The Parallel Universe Of NHS Politics

At the minute many NHS staff are compromising their own health so they can provide basic patient care. Your workforce is exhausted and demoralised, and being told to make £22billion of efficiency savings in a setting already pared to the bone. I see these staff as my patients. When the stress gets too much, they come to me. Usually exhausted, often in tears. I feel like shaking you Mr Cameron. You absolute hypocrite. How dare you?

Since the general election, I have been waiting for the penny to finally drop with the government and NHS England. I hoped that many of the manifesto promises made in the run up to 7 May would be shown to be hot air electioneering, and that when the reality hit home, plans for the NHS would suddenly become more realistic.

But every time I see the news, there has been another announcement about the NHS that seems entirely ungrounded in reality. It has been gratifying to see more coverage of the potential pitfalls from the media - the grand announcement of a 7/7 NHS (that already exists), and the extra 5000 GPs has been met with an increasing realisation that it is totally unfeasible by much of the public. But the government and Simon Stevens, Chief Executive of NHS England, plough on.

I listened with incredulity as they announced that the way to control the NHS staffing budget was to cap agency rates. Oh Mr Hunt, are we back to me having to highlight the error of your ways again? You cannot cap the rates and number of agency shifts without first addressing the reason why they are being used in the first place. There are not enough nurses. There are not enough doctors in a number of key specialities such as emergency medicine. You have created a high pressure, poorly remunerated, target-driven environment. You have misunderstood the basic tenets of staff retention. Until you address this and have staffing across the board back to safe levels, the only thing you will achieve by targeting agency staff is to put NHS employees working alongside them under even more pressure.

Following the logic of market forces, let's assume you cap the rates. So the agency staff decide it's not worth working for the NHS anymore. The mechanism propping up an already very wobbly service vanishes. More pressure on NHS hospitals and staff. More patient safety being compromised. Fail.

Let's say that the agency staff do stay, but not the ones you want. A lot of NHS nurses and midwives use agency work to make up shortfalls in their pay. To provide support for their colleagues without underselling themselves by doing the hours as overtime, when doing them as an agency shift is potentially better paid. So you reduce the pay to agencies. But the good, experienced, local nurses no longer do those shifts. You leave the less well qualified agency workers to support an already struggling key staff. Fail again.

You need to go back to the drawing board and concentrate on making sure all staff feel valued; that their pay is fair; that they are supported by their senior colleagues. At the minute many NHS staff are compromising their own health so they can provide basic patient care. Your workforce is exhausted and demoralised, and being told to make £22billion of efficiency savings in a setting already pared to the bone. I see these staff as my patients. When the stress gets too much, they come to me. Usually exhausted, often in tears. Devastated to be letting their colleagues down. Many are depressed, not sleeping. Their own physical and mental health is suffering from working for an employer that has different priorities from their own.
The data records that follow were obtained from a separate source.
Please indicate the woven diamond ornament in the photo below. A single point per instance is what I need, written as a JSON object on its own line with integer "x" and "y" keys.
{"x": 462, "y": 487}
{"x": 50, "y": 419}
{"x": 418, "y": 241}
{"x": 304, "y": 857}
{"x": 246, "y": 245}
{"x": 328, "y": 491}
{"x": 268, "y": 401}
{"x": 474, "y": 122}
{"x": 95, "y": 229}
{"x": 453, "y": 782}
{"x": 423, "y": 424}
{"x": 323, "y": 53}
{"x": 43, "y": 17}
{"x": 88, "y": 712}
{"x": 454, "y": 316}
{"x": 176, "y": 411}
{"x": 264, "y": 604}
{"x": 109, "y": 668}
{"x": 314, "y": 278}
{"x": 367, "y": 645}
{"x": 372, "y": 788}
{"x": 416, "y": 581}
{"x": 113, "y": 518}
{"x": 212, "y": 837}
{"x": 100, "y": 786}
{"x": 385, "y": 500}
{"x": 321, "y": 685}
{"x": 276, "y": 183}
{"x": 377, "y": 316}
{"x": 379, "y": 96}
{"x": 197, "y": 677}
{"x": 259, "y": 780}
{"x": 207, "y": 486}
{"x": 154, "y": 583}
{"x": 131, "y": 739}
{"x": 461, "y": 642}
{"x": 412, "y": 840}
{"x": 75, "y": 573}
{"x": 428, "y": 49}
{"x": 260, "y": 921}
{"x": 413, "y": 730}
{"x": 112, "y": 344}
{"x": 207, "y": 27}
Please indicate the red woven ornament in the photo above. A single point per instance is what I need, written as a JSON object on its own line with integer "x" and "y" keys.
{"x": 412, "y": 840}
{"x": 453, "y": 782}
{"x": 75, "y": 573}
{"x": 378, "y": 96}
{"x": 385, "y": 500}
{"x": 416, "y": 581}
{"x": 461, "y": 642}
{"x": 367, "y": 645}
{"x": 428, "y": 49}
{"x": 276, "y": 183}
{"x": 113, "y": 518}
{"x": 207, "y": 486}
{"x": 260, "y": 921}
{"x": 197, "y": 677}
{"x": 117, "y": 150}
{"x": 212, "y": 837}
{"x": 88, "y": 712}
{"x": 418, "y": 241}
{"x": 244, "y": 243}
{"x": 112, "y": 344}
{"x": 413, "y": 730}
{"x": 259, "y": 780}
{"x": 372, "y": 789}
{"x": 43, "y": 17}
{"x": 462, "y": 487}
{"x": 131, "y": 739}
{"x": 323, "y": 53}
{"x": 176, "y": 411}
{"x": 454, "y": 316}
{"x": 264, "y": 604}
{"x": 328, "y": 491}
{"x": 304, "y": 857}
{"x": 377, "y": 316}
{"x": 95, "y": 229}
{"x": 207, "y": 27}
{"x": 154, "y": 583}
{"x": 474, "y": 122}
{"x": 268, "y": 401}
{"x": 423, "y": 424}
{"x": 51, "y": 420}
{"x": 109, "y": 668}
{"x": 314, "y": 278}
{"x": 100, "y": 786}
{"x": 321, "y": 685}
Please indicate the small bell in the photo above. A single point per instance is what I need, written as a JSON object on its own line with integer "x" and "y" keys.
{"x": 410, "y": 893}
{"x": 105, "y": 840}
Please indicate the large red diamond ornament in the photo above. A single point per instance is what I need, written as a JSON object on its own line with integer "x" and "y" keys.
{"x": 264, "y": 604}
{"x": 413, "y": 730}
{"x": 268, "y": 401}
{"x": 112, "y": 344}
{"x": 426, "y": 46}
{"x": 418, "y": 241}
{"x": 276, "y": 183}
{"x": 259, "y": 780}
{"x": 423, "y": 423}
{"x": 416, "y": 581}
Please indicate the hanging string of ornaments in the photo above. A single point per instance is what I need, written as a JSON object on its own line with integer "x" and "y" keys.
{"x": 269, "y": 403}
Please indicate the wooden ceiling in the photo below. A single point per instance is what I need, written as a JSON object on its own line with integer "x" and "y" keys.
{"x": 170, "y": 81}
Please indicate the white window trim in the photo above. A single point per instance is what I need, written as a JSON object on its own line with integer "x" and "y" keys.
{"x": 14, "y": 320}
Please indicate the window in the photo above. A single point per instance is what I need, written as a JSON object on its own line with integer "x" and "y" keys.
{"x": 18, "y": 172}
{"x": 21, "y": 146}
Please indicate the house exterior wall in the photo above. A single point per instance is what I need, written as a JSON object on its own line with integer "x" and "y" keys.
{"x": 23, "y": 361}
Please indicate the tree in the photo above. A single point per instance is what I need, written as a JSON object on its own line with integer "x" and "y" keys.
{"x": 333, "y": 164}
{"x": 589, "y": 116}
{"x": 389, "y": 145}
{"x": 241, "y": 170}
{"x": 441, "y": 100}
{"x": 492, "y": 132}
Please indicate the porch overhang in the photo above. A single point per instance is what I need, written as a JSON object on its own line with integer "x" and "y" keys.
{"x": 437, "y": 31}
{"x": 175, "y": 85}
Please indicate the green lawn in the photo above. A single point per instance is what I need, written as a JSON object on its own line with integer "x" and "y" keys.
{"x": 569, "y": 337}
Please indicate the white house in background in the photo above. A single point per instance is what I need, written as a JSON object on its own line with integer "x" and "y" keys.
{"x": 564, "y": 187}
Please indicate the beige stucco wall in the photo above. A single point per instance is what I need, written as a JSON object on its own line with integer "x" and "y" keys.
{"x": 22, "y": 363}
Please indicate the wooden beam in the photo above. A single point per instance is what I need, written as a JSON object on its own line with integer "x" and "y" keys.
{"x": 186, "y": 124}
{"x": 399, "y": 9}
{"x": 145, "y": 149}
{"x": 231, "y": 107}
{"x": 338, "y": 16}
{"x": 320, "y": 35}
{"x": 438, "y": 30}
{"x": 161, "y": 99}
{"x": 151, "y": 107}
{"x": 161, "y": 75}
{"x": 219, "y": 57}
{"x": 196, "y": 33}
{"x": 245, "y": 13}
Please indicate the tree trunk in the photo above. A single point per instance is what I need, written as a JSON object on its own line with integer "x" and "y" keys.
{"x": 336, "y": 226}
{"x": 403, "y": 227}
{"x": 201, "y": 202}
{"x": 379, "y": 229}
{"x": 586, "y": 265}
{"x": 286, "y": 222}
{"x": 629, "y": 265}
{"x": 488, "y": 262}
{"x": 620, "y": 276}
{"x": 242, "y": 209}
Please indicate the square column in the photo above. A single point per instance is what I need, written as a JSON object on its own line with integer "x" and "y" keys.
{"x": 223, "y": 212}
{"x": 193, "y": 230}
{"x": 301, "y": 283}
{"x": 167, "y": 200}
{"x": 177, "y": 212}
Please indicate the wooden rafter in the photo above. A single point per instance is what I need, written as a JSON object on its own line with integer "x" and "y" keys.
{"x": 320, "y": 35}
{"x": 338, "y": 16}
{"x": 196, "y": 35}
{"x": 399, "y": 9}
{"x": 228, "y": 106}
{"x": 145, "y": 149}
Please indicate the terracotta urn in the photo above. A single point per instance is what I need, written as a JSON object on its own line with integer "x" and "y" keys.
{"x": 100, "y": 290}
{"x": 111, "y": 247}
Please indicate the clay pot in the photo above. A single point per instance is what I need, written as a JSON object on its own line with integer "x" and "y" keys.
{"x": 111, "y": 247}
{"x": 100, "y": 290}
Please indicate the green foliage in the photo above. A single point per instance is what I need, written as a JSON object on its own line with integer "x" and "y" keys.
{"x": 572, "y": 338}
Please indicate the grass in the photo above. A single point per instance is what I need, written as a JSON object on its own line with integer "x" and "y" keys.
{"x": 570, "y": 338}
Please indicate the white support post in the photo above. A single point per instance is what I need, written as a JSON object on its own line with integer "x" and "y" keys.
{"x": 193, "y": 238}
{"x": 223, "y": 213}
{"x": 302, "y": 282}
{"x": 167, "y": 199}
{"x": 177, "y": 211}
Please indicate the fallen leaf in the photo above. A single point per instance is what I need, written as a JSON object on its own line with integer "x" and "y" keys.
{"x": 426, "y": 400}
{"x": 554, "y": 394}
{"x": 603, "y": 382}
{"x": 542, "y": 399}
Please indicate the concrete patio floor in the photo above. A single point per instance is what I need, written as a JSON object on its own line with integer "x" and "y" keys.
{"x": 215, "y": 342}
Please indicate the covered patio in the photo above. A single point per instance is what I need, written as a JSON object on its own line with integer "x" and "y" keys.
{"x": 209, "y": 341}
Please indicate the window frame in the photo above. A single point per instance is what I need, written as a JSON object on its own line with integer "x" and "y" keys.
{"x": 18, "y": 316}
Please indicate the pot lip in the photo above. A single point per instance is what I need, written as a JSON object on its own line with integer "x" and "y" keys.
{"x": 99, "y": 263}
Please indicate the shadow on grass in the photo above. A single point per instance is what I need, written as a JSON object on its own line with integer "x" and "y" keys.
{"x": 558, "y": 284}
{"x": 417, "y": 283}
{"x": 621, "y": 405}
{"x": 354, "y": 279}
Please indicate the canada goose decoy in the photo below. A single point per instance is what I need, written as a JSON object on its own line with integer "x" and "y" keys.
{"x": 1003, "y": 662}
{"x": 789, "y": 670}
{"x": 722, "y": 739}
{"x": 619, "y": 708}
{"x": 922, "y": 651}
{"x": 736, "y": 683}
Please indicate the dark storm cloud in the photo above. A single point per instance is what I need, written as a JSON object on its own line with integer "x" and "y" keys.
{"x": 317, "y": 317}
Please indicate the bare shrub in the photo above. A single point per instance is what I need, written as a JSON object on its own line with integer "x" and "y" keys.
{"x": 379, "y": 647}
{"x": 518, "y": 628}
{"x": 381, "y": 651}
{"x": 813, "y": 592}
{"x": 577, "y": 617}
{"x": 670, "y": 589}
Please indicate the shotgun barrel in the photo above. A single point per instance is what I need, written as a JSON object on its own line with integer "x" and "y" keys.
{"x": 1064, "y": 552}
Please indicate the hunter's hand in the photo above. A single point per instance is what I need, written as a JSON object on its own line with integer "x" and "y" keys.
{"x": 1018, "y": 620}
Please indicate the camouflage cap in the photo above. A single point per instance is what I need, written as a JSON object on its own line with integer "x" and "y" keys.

The healthcare assistant with a bad back, who is lifting patients on her own because there aren't enough colleagues to help her. The nurse staying late for back to back shifts because there is no capacity in the rota, and the patients need care. These consultations inevitably involve the phrase "if you were treating a patient who was in the same situation as you, what would you advise them?" These are committed individuals who do not take time off lightly. Who hate ringing in sick. The only way I can get them to accept help is to frame it in the language they know. And reluctantly, it usually works. They realise they are not fit to do their job, and they need to look after themselves for a while.

As NHS staff drag themselves into work, waiting for the next bright idea from above, they see the news. They see how the prime minister disagrees with the 10% pay rise being awarded to MPs, but feels he has to respect the recommendations of the independent body IPSA.

I feel like shaking you Mr Cameron. You absolute hypocrite. How dare you? Please, please justify to me and all the other NHS staff, how you feel bound to honour the recommendation of the independent pay review body for MPs pay, but you and Mr Hunt didn't feel that same honour when the independent pay review body for NHS staff made their recommendations? Oh no, you didn't, did you? You ignored them. You over-ruled them as the monopoly employer of almost 1.4million NHS workers.

You argue that bankers bonuses shouldn't be capped, as they are needed to ensure the best and brightest stay and work in the UK. An argument being given to bring MPs pay into line with other roles in the public sector. Clearly you don't think this applies to those staff working in our National Health Service.

The House of Commons sat for 142 days in 2014. Assuming a similar number of days this year, due to the 14 weeks of parliamentary recesses, MPs will earn £74,000 for working less than five months of the year. I'm sorry if all this talk about pay is vulgar, but given the press and government have spent so long talking about GP pay, I feel it's only fair. I can earn more, and work less as an MP than as a doctor. Maybe it's time for a career change.